With the goalie lying on his side and time to pick a corner, Darche let fly with a shot that Halak somehow snared with his trapper.

You'd have thought the Canadiens would be determined to spoil the occasion. And you'd be wrong.

After squandering their first scoring opportunity, the Habs were soon penned in their own end for long stretches.

If a pair of wins over the slumping Winnipeg Jets and Tampa Bay Lightning gave the Habs a spark of belief, it was quickly extinguished by the significantly classier opposition on Tuesday.

The Blues have enjoyed a remarkable renaissance under coach Ken Hitchcock, who has instilled a hermetic defensive system since taking over from Davis Payne earlier this season that the Habs were simply unable to solve.

The disconsolate Canadiens could only lament their inability to get pucks to the net, crediting "You have to give them credit," said downcast Habs winger Michael Cammalleri, minus-2 on the night.

Of his former teammate Halak, Cammalleri said "he was as good as he needed to be."

If Halak wanted terribly to beat his former team, opposite number Carey Price, the man the organization decided to hang onto, felt likewise.

Though he played well, his teammates couldn't provide the kind of support his former tandem partner enjoyed.

But afterward Price said the fact he was facing the man he fought so hard to dislodge was far from his mind.

"I'm frustrated right now because of our position on that [conference standings]board over there, nothing else," said Price, who was visibly upset at his squad's inability to clamber out of 12th place in the East.

They remain seven points adrift of a playoff spot.

Though Halak will earn the plaudits and the credit, Price could do little to break down the Blues' swarming forecheck and neutral zone strategy, which Hitchcock terms the "five-man gap".

"We move up the ice as a pack, and make little plays that end up being big plays," Hitchcock said after the game, continuing on to say "when we control the game on the grind, we're hard to play against."

That was an understatement. The Habs mustered only 19 shots, a season low.

The result of Hitchcock's suffocating strategy was considerable and sustained pressure on the Montreal defence and a lethal transition game, which yielded the game's first breakthrough.

As Ryan Reaves swept around P.K. Subban with a strong power move, the Habs forgot Jason Arnott, who potted the rebound past a helpless Price, who played well in the loss.

That was all the Blues really needed to give Halak the result he must have craved. St. Louis added an insurance goal on another breakdown when rookie Montreal defenceman Alexei Emelin was caught up ice and Blues captain David Backes fired a shot that found its way through Hab defenceman Hal Gill and Price.

Backes turned provider in the third, when Emelin's turnover at the blue line sent the burly centre in two-on-one with Chris Stewart, whose wrister gave Price no chance.
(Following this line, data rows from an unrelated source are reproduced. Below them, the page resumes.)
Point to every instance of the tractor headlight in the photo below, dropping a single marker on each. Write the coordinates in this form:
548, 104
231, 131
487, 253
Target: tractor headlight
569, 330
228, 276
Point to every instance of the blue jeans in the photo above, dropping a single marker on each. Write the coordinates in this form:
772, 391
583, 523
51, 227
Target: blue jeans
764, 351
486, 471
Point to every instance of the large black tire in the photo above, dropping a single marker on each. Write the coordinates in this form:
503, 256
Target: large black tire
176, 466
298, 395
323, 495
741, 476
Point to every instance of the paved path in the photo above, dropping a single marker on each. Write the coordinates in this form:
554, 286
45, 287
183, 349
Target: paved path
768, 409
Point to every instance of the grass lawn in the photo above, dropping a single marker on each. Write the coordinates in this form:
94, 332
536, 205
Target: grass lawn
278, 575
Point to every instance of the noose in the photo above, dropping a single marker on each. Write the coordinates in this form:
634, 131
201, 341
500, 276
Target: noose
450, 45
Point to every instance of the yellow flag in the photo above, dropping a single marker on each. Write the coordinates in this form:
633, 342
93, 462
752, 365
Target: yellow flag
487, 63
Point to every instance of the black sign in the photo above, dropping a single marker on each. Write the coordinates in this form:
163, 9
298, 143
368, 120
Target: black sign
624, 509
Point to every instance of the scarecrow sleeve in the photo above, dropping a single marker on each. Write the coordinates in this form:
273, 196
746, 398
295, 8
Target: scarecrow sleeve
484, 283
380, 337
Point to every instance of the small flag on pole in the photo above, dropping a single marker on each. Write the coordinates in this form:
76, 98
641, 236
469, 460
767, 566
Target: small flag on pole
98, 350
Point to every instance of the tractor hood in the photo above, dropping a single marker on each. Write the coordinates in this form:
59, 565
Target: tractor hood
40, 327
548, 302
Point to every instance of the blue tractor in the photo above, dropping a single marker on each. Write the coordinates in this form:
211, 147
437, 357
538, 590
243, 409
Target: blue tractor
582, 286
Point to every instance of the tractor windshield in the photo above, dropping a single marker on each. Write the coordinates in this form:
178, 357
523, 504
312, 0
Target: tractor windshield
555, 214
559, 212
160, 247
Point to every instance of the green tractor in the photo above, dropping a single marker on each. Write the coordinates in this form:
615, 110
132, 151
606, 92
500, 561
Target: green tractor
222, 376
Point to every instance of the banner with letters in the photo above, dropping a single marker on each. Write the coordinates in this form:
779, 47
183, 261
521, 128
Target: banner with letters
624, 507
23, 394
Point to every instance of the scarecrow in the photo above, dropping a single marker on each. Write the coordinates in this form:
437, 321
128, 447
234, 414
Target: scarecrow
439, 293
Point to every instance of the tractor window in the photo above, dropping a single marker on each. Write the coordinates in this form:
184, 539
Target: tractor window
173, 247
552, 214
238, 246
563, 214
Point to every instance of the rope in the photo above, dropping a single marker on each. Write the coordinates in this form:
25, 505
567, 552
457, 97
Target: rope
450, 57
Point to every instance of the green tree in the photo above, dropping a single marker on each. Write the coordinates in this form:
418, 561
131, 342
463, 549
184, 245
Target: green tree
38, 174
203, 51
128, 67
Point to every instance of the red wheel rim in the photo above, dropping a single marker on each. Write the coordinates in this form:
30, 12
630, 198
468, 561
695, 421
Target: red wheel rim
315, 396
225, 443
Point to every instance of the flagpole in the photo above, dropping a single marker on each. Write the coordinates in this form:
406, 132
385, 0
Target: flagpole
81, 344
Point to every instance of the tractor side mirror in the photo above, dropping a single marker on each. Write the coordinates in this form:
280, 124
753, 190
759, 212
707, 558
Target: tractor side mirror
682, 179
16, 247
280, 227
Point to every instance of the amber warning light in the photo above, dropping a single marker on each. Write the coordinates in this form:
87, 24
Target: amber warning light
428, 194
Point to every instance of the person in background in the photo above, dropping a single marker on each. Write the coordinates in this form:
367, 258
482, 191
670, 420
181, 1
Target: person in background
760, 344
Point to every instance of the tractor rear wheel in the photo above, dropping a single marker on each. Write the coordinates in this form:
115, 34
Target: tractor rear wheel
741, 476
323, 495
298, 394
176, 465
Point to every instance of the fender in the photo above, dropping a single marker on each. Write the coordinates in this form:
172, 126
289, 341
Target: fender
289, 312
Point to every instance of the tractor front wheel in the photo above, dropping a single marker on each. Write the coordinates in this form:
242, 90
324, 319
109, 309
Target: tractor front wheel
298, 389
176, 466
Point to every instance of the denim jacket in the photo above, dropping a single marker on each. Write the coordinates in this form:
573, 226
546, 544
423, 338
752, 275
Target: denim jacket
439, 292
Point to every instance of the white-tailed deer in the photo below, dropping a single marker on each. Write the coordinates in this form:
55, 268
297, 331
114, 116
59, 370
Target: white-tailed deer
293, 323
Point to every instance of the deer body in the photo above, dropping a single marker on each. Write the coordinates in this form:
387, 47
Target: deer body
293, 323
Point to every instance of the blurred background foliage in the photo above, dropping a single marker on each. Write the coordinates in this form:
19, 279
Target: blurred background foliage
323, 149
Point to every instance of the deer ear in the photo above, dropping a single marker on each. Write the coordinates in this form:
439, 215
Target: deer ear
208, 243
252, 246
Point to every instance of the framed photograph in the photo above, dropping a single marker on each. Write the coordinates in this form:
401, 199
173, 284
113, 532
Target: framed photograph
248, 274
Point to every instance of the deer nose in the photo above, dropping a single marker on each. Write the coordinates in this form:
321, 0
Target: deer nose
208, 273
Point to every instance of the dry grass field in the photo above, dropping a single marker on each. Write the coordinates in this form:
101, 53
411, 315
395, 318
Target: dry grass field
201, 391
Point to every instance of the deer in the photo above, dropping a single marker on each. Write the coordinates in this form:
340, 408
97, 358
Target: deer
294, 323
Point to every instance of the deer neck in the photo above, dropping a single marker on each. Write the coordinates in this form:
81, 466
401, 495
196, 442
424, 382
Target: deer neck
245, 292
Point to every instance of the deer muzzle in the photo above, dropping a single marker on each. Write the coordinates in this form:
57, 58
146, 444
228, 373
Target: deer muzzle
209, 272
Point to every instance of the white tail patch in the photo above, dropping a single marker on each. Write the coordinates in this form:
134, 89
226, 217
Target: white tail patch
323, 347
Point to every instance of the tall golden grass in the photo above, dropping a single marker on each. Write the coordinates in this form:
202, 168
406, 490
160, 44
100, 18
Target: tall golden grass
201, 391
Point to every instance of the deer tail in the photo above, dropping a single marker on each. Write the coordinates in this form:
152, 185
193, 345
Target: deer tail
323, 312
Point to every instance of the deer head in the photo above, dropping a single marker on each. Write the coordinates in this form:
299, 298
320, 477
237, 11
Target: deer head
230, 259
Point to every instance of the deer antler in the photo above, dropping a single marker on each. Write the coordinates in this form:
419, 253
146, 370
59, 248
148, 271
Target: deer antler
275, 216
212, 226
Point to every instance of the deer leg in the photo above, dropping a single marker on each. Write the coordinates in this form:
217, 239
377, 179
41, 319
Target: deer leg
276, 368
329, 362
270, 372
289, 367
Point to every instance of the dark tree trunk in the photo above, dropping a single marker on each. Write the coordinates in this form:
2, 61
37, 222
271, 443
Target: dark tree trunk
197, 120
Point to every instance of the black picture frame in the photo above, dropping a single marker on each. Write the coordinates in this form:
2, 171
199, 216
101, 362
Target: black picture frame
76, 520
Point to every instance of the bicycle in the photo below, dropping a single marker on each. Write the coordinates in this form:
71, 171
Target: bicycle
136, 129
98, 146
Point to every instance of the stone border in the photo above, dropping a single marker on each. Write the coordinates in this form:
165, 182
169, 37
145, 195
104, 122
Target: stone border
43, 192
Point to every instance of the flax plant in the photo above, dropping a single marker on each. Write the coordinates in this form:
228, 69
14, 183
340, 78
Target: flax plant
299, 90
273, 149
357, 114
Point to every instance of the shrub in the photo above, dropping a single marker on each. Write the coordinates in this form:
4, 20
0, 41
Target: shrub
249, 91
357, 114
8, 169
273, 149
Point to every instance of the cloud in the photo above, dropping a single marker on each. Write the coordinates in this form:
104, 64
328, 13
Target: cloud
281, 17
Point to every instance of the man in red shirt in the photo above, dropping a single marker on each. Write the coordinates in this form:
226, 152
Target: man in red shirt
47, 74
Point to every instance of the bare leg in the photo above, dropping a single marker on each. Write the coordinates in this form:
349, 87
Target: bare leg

While the Blues have now won four in a row and have solidified their hold on second spot in the West, the Canadiens' win streak stopped at two.

The loss also came at the cost of more than dropped points and dented pride.

Habs captain Brian Gionta, who was playing just his second game after a long absence because of a leg injury, left the contest in the third period after pulling up behind the net.

He skated straight back to the bench, thumped the door open with his knee and jogged straight to the dressing room, throwing his stick, javelin-style, in frustration.

He will be re-evaluated on Wednesday.

As the Habs contemplate the prospect of a visit to division leader Boston, the Blues are headed for a five-game homestand that opens with a visit from the Vancouver Canucks.

Though Halak authored a shutout on Tuesday he is due a quick return to earth: the starting goaltender for that game will be Elliott, who shut out Colorado on Saturday.

"Now they're even. Elliott starts on Thursday and we'll go from there," Hitchcock said.